Forecast: repo rate will be left unchanged at 5.5%
The SARB’s monetary policy committee (MPC) starts its meeting on Tuesday the 21st of May; the decision will be published on Thursday afternoon.
What has changed since the last meeting?
The economic outlook in Europe has worsened significantly with the markets starting to factor in a Greek default and move out of the Euro. Accordingly, banking shares have taken a hit. A concern for the SARB would be a possible contagion of this into our financial markets. Deterioration in the European economy also impacts us through the trade channel as we saw with the deterioration of manufacturing data, which in turn will impact our growth prospects.
The inflation outlook has not changed much since the last meeting. Inflation is expected to increase further to about 6.4% before reverting back to target late in the year. The bank indicated some concern with the upward trend in core inflation but this will not result in a monetary policy stance change. However, the bank will need to monitor the upside risk to inflation posed by an upward move in global food prices as well as the recent rand weakness as a result of renewed risk aversion.
Another concern is the growth in unsecured lending but that does not seem to be growing at a rate that would cause the bank to increase rate to counter that. The growth in unsecured lending seem to be partly responsible for financing consumption expenditure in Q1 as the disappointing employment figures are not supportive of growth in disposable income.

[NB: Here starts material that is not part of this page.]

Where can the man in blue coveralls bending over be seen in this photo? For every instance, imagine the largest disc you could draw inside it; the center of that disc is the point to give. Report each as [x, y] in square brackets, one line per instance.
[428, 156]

The economic outlook has also not changed materially since the last meeting but the situation in Europe poses a risk to SA growth. While the bank’s mandate remains that of maintaining price stability, they are equally concerned about domestic growth and employment; keeping interest rates unchanged at this low level is supportive of both.
Consequently, my view is that the repo rate will be left unchanged at 5.5% with the prime rate at 9.00%. The SARB is unlikely to change its stance for the rest of 2012 and if a change were to occur it would be almost certainly an increase in rates and the earliest this would happen would be the first half of 2013.